The company says 25 of 916 patients (2.7%) in the treatment arm were hospitalized or spent more than 6 hours in an emergency room, compared with 57 of 1020 patients (5.6%) who received placebo. Eiger also reported that only one person in the treatment group died, compared with four in the placebo group, although the number of deaths was too small to be statistically meaningful.

“We believe we have a study that is highly generalizable to the current COVID environment in the U.S. and globally,” says Eiger CEO David Cory. He says that whereas the current leading antiviral, Pfizer’s Paxlovid, is given as a series of pills over 5 days, a single shallow injection of interferon—similar to those people with type 1 diabetes routinely self-administer—“has the potential to be a one-and-done therapy, especially for high-risk patients.”

Based on the press release, the results are “quite impressive,” says Andreas Wack, an immunologist at the Francis Crick Institute, who has studied the role of lambda interferons in COVID-19. “I’m very hopeful that this may go somewhere.”

“From a basic science perspective, this is what was expected to happen,” Zanoni says.

Lambda interferons are type 3 interferons, which have receptors mainly on epithelial surfaces, such as those lining the respiratory tract. The better known, type 1 interferons act on every cell in the body, increasing the likelihood of off-target effects. They also promote inflammation more than type 3 interferons—a decided risk in a disease that, later in its course, can tip patients into hyperinflammatory states.

In mice inoculated with SARS-CoV-2, inhaled lambda interferon limited viral infection throughout the respiratory tract without causing excessive inflammation, a team based at Washington University School of Medicine in St. Louis reported in Cell Reports on 15 April. And when the same team engineered mice to lack a receptor specific to lambda interferon-1 (IFNL-1)—the protein in the Eiger product—their viral loads soared compared to mice with intact receptors.

Last year, Zanoni, and colleagues analyzed lung fluid and throat and nose samples from COVID-19 patients. IFNL1 appeared to be associated with the most protective responses, keeping the virus corralled in the upper airways. “I was happy to see [Eiger’s apparently successful interferon] was lambda 1 because that would have been our prediction,” Zanoni says.

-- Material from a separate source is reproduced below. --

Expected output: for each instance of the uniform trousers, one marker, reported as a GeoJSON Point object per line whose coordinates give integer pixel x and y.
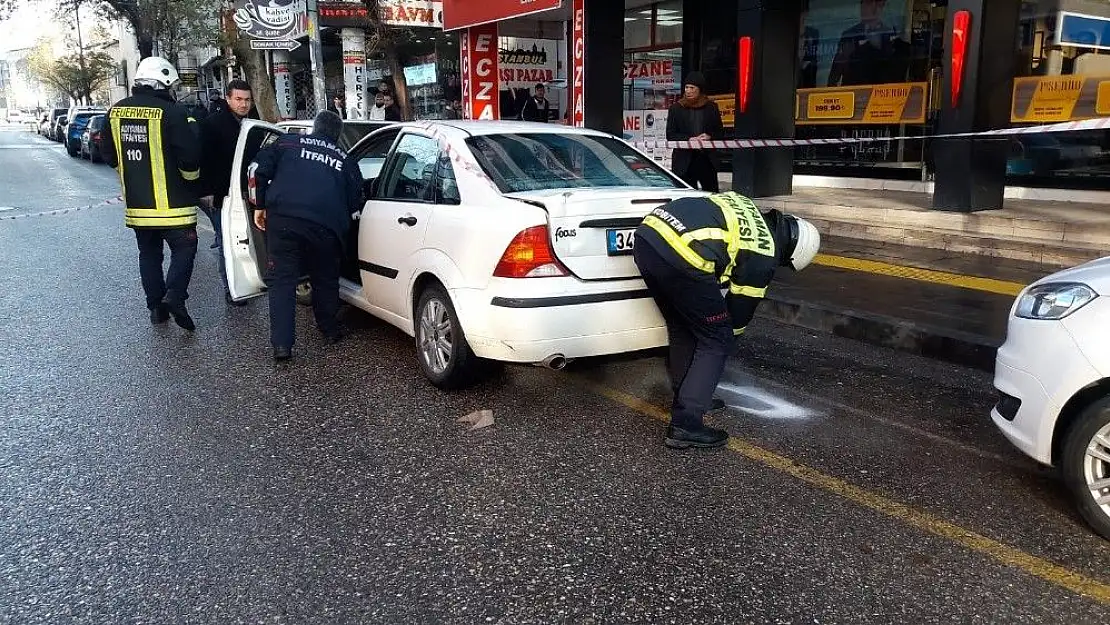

Other scientists also note that the interferon response isn’t vulnerable to evolution of new, resistant SARS-CoV-2 variants, unlike monoclonal antibodies, vaccine-induced immunity, or, perhaps, antiviral pills such as Paxlovid. “This is a host-targeting drug versus a virus-targeting drug … so resistance is really less of an issue,” says Jordan Feld, a hepatologist at the University of Toronto. He ran a smaller trial of the Eiger drug in early-stage outpatients and found that a single injection sped clearance of the virus. (Feld has received consulting fees from Eiger.)

Eleanor Fish, an immunologist at the University of Toronto who is an investigator on two unrelated trials of type 1 interferons wonders whether a small company can make enough product to make a difference. “The results are good. My question is: Do they have the capacity to actually make this available?” (The company says it expects to have 300,000 doses ready by the end of this year.)

Feld, who treats patients at Toronto General Hospital, says if the data hold up, the Eiger drug’s all-purpose antiviral qualities could make it useful for future respiratory disease pandemics. “While you are waiting for the very specific targeted therapy … this is one to think about early because it’s very likely to have activity against most viruses.”